You could write a comic about this
Karl Ove Knausgaard has written a crazy long autobiographical novel – 3,600 pages long, in six volumes. I’ve only read the first two so far. I sometimes get into trouble writing comics about conversations I’ve had, and making judgements that perhaps haven’t been wise, but you wonder what kind of trouble Knausgaard got into for the intense scrutiny he placed on his family and friends.
Sometimes I think I should swap to made-up comics – you have quite a lot more leeway, and you don’t get into nearly as much trouble when you overstep the mark . Of course, friends and family are still a bit nervous, imagining a character might be based on them. But there’s something fascinating about real life, and the little things that happen around you. Knausgaard somehow makes going supermarket shopping and chopping vegetables enthralling.
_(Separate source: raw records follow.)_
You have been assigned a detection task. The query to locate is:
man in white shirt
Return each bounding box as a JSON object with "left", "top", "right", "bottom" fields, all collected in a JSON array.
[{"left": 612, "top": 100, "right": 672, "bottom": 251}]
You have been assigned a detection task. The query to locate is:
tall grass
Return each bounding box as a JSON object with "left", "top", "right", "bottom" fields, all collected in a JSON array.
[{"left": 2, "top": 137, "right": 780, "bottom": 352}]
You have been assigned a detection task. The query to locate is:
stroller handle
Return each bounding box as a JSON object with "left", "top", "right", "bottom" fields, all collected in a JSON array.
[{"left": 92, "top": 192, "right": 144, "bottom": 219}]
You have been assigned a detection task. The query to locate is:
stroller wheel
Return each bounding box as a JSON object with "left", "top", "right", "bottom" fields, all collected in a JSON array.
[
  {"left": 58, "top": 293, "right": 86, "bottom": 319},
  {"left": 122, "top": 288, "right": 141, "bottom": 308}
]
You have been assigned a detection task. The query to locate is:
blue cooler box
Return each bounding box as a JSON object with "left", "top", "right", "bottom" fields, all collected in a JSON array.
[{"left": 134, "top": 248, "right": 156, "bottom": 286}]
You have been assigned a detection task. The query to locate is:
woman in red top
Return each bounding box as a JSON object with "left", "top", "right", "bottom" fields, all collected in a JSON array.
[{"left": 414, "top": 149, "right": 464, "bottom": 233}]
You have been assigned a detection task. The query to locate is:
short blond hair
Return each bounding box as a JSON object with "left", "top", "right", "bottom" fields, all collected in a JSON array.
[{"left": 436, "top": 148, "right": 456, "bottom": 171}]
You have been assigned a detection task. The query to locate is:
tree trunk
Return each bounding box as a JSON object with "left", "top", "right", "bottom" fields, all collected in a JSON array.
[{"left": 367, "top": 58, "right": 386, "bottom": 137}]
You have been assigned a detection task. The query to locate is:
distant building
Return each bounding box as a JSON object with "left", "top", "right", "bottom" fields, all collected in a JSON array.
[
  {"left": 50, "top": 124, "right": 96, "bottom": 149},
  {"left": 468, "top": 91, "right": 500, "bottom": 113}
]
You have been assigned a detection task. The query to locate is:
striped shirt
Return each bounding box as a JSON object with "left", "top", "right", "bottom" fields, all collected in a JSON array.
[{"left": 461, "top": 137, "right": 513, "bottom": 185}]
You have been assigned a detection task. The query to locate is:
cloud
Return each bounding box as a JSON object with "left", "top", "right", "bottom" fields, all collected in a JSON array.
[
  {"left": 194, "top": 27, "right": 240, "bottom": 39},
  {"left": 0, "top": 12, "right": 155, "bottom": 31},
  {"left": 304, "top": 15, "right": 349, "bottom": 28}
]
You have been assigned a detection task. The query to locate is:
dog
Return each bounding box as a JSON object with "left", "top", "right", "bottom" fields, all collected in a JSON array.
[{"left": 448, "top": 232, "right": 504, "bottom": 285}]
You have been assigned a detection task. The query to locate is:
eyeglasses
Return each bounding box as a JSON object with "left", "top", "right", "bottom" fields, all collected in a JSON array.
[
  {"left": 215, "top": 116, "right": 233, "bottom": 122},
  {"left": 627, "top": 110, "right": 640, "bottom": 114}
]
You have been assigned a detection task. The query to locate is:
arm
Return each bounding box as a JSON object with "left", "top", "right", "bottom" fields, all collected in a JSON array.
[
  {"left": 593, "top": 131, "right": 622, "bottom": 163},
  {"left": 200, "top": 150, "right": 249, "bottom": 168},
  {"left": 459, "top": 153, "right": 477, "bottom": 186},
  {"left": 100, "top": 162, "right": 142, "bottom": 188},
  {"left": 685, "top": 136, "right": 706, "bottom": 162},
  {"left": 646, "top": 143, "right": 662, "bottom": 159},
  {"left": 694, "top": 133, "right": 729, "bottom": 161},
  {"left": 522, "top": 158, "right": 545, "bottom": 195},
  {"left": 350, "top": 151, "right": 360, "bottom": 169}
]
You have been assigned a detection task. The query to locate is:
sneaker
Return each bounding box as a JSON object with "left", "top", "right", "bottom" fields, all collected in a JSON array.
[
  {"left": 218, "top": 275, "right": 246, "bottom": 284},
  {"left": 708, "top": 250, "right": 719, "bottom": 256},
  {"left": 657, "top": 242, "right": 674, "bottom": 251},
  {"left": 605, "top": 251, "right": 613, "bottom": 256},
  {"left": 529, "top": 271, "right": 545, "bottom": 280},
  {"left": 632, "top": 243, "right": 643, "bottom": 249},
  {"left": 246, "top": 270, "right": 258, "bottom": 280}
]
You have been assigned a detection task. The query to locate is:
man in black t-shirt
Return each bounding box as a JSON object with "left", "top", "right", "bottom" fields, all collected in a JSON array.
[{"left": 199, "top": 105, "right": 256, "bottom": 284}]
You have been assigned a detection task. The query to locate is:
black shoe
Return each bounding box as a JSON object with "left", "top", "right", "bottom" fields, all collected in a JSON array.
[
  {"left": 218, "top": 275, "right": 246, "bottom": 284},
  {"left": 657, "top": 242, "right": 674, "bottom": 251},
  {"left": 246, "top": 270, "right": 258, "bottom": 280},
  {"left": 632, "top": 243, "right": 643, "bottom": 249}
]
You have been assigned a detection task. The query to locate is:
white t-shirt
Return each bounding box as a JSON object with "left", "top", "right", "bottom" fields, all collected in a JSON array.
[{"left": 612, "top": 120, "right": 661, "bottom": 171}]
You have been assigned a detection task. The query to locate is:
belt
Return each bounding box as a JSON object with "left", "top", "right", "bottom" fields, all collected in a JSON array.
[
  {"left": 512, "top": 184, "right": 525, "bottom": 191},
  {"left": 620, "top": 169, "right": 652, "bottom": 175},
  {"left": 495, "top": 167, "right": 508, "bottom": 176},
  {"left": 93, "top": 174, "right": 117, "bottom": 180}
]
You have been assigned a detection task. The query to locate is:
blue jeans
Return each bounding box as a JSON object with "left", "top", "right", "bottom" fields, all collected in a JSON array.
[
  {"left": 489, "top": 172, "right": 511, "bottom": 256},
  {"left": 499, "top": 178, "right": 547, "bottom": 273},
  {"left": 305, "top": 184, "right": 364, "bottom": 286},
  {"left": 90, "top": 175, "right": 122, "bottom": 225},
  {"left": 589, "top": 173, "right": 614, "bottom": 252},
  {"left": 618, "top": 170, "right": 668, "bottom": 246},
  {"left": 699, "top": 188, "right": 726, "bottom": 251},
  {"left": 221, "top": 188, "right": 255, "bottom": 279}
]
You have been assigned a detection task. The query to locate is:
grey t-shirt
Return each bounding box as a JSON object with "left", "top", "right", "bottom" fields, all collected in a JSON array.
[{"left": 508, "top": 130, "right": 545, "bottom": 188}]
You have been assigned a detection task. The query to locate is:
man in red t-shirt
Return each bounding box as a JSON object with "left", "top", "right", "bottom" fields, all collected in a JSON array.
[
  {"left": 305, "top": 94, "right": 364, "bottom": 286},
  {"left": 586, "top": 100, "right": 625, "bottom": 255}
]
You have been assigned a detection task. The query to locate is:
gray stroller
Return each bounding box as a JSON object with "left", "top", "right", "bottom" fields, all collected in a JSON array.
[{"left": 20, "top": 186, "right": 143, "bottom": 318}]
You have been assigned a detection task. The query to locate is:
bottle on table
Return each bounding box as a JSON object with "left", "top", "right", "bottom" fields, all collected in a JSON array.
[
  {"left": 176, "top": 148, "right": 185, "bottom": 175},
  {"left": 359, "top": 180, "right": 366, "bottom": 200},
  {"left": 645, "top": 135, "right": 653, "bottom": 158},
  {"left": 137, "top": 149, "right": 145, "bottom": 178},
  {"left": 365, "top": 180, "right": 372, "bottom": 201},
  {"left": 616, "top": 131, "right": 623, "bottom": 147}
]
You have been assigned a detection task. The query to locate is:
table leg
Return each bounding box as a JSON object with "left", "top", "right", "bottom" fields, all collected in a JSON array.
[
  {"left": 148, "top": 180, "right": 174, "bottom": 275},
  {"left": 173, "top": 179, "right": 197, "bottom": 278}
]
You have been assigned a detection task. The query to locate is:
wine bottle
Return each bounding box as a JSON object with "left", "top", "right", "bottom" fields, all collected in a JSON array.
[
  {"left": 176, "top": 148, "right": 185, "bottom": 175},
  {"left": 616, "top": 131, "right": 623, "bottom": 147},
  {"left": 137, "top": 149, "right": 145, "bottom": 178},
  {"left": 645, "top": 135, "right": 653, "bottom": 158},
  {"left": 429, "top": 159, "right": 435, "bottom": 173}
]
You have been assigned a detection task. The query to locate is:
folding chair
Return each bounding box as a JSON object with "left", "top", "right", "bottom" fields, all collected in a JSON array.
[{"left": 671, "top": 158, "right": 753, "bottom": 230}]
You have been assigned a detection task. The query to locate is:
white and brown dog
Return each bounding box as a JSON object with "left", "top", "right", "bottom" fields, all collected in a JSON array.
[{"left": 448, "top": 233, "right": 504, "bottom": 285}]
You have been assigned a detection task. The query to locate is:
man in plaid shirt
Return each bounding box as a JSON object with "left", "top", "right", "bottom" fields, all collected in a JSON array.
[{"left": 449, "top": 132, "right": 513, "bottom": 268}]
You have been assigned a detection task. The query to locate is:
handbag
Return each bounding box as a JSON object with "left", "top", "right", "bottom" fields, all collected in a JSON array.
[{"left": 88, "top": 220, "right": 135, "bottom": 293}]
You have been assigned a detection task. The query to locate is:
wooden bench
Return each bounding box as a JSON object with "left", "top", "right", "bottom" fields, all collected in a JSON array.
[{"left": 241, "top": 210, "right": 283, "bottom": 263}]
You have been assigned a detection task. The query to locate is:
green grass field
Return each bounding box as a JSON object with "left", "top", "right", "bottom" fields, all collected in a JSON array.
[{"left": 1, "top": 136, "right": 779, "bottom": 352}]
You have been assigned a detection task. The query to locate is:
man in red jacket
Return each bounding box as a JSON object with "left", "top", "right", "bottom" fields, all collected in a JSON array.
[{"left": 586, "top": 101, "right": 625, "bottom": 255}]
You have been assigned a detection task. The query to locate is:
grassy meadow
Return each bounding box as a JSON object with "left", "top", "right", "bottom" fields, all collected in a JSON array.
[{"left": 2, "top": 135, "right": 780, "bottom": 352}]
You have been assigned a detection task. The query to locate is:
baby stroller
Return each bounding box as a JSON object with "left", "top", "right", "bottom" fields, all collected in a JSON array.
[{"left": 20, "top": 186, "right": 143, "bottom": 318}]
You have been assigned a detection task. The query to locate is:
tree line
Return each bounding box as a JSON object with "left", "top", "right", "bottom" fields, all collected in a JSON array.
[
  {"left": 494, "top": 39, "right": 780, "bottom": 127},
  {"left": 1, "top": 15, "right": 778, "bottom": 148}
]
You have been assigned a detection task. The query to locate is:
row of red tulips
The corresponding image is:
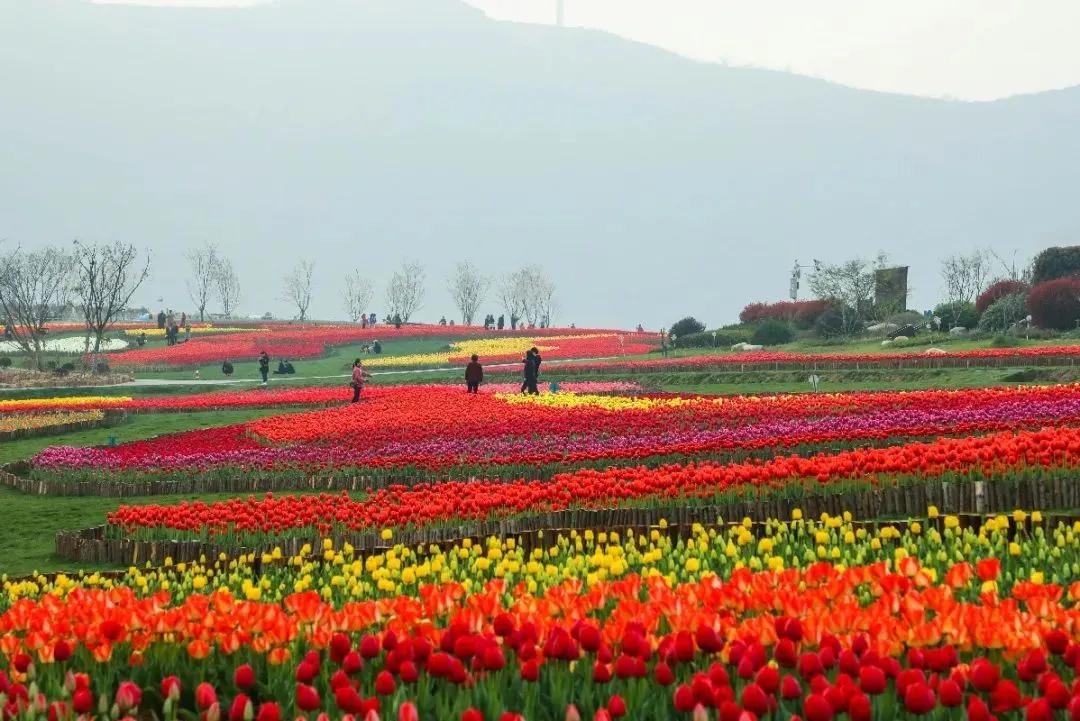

As you can probably tell, I am going through an exploratory drawing stage. The more I draw, the worse I feel at drawing, but perhaps, as my sister points out, I am just being more ambitious and trying to do more with my drawing. After finishing Mansfield and Me, I was completely sick of my thick, brushed outlines, but I also didn’t like the pigment liner drawings of my early comics, especially since the ink ran out of my pens so quickly. Right now I am still trying to master the dip pen, but there are an awful lot of splatters and somehow, yesterday, I managed to spill two small bottles of ink, one of them over my sneakers. Anyway, I am hoping that by the time I start on my new project – maybe February – I will find my voice again!
Brilliant representation, absolutely true to life
I’m in a mother fucking comic!!!
Karl Ove Knausgaard is fascinating because there’s no barrier between reality and fiction, and more and more I don’t think there is, so he breaks the illusion that writing isn’t, as it’s reference point, about ourselves (as I think it can’t avoid) or the suspension of disbelief. [In ‘my circle’ that would be one of the most contentious things I’ve said on social media.] I’ve been reading a lot of the ‘readymade’ or ‘reality-fiction’ authors (W.G. Sebald, et al) in which the theme itself is their oeuvre.
Mind, going the step to publishing then becomes problematic, especially, in Knausgaard’s case, due to the deleterious consequences on his wife. From memory, both of them had breakdowns over his novel series, but she stuck with him (just). Art versus relations/respect for loved ones versus the need to publish to make a living. The imponderable being, again, for artists, art is life (you can’t separate them, either).
It gets ‘too’ hard. Interesting watching you in your work and this blog (and this blog, to follow the theme, is your work) fumbling – because there’s no other method – through these issues. It’s why I also love Ashleigh Young’s essays and blog.
Sorry, thinking out loud (and bouncing off something of my own which this struck a chord with).
[All the best for the New Year Sarah. Look forward to your work over the year.]
Interesting thoughts! I feel as though there are signposts throughout the book that it is not entirely all true – it feels like a non-fiction account, but then he tells us about his terrible memory, which would preclude the amazing recall of all those conversations. But he also tells us of the frenzy in which he is writing this book – a fever that lasts all night when most people are sleeping – so it’s as if he’s channeling his recently lived past. He makes it feel so real though. I’ve never read any WG Sebald – worth a read?
WG Sebald’s ‘Austerlitz’ is a gem of a novel (if novel is the right term any longer). One of those books that slow-reading is intended for.
Quoting from this New Yorker piece on why you should read Sebald:
http://www.newyorker.com/books/page-turner/why-you-should-read-w-g-sebald
“The weight of the loss to literature with [Sebald’s] early death [died in car crash at 57] —of all the books he might have gone on to write—is counterbalanced only by the enigmatic pressure of the work he left behind. His four prose fictions, “Vertigo,” “The Emigrants,” “The Rings of Saturn,” and “Austerlitz” are utterly unique. They combine memoir, fiction, travelogue, history, and biography in the crucible of his haunting prose style to create a strange new literary compound. Susan Sontag, in a 2000 essay in the Times Literary Supplement, asked whether “literary greatness [was] still possible.” She concluded that “one of the few answers available to English-language readers is the work of W. G. Sebald.”
I like your use of colour here. And exploration is great – I’m enjoying watching how your work transforms over time.
Thank you!
Your style is looking good. Always playful. I particularly like how the writing ties in with the drawing. It’s kind of as one.
Thanks! I don’t normally pencil when I write my blog so there is quite a lot of room for error!